After lunch I will do various jobs around the house and garden such as mowing the grass, cleaning out the chickens, tending the vegetable patch, playing with or walking the dog, and anything else that might need doing (and there are plenty of them).

In the evenings if we are not binge watching a DVD box set I will do a bit of writing after clearing up the evening meal. Writing in the evenings has only really taken off in the last year since I started writing my Supremacy novel.

I have to say that writing seems easier in the evening but I don’t want it to come between me and my wife so I tend to restrict it to periods when she is doing something else (marking, lesson planning, making cards, watching CSI or NCIS or some other anagram of them).

Welcome to my blog

Welcome to the online diary of my journey which will hopefully lead to me becoming a fully fledged science fiction author.
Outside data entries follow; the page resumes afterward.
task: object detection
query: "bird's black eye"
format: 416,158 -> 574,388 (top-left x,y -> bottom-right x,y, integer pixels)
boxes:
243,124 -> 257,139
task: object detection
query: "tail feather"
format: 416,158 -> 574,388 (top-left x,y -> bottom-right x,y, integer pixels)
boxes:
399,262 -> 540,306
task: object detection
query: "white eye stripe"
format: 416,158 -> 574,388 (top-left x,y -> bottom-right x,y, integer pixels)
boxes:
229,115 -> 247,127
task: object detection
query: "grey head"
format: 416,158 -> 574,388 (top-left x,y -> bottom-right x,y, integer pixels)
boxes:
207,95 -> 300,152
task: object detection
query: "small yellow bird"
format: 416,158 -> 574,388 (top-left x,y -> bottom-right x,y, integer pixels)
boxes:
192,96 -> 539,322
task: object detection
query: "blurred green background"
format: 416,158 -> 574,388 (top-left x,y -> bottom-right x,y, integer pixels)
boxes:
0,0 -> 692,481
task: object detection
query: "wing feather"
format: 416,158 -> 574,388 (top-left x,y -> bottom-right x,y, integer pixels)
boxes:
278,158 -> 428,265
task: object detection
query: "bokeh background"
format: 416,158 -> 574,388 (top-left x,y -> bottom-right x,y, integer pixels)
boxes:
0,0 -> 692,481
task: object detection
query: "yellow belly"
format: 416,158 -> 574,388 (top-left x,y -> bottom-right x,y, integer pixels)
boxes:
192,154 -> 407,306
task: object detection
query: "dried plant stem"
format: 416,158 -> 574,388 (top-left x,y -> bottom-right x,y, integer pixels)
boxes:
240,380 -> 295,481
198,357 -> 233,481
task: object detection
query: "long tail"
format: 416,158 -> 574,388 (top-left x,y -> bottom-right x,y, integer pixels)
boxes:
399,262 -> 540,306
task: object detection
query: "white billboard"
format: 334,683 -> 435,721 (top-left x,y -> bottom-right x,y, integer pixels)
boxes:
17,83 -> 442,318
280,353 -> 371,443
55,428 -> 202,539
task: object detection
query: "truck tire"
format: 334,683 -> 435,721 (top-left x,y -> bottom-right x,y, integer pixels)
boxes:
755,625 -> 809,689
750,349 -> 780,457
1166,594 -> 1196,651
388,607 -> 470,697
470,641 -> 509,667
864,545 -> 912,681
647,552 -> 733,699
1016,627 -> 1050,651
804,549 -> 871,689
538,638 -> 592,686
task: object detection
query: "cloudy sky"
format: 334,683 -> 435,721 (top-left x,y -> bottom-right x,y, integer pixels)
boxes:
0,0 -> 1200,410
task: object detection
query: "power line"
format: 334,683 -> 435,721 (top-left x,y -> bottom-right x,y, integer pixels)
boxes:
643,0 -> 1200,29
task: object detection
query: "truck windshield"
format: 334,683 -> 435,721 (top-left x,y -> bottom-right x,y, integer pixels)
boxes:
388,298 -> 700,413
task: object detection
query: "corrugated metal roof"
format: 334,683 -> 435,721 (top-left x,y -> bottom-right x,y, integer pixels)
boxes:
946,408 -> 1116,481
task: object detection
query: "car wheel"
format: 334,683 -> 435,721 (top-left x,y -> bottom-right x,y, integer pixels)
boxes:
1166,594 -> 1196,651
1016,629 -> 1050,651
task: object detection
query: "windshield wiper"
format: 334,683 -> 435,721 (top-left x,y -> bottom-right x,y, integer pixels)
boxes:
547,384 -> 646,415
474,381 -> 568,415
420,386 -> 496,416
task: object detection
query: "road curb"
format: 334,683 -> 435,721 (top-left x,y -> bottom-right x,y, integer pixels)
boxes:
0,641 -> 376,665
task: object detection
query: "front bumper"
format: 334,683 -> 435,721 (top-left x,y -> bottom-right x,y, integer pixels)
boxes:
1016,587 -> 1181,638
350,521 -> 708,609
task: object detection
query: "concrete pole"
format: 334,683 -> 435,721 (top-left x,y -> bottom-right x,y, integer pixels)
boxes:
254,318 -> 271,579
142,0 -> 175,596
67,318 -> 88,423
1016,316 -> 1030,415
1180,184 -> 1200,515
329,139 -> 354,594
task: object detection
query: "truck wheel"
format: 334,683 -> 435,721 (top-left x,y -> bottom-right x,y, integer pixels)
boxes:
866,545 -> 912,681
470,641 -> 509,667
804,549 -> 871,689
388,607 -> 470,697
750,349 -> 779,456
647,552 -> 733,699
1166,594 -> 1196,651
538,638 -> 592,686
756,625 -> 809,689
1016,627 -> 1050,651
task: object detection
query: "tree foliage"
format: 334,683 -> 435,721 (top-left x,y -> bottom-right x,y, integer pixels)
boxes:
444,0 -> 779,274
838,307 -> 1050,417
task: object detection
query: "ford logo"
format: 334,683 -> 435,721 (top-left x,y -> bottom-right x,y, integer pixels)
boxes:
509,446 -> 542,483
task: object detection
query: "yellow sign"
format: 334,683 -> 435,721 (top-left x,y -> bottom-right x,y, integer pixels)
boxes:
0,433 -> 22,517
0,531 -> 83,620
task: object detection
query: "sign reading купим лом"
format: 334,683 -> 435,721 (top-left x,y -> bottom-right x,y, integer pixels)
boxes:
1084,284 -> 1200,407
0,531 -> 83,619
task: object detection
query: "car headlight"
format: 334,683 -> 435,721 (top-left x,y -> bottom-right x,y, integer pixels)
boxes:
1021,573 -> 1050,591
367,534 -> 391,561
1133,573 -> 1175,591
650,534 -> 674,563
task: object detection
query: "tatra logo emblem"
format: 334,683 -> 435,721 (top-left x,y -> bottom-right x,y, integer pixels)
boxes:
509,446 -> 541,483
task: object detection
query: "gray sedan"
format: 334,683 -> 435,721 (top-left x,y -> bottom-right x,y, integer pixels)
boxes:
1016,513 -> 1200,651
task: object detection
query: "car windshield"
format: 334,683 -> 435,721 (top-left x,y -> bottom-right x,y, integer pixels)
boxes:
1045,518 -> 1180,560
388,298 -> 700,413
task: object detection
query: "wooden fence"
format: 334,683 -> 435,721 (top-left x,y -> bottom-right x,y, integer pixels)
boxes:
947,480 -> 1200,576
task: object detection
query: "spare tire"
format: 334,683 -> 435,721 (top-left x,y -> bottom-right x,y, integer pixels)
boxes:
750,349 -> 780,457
This first entry describes where I am at the moment.

I have been writing seriously now for three years during which time I have written two novels and a number of short stories. I still need to revisit the first novel but it was the completion of the second one which prompted me to set up this blog.

I originally set out to write a short story detailing what happens when two fighter pilots find themselves crash landed on the same uninhabited planet and have to rely on one another to survive. But the story grew and I suddenly found I had a not so short story of over 25,000 words. On top of that I then wrote a second and third part, each slightly longer than the first part and before I knew it I had something of novel length on my hands.

Each part is probably too long to sell in the short story market so I decided to go with the novel approach. However I’m dubious about following the traditional route to publishing with a novel which is to all extents and purposes three novellas. Therefore I decided to go down the self-publishing route.

It was having made this decision which prompted me (along with my wife) to make use of a blog to record the processes I go through in getting something available. I need to record the information somewhere as it will be useful for me in the future so a blog is as good a place as any. And my experience might be useful to other aspiring authors who decide to go down the same route.

Now that I have a blog I will probably use it to note other useful things such as what I’m currently reading, problems I have with my writing, etc.

Currently the novel is being read by a number of volunteers, so I’m hoping for a positive feedback before I commit to the self publishing of it. And as this is a blog, I’ll keep you posted.

I’ll keep the blog up to date with the status of the short stories. Currently three stories are out there – with Analog, Orson Scott Card’s Intergalactic Medicine Show and Tor.com.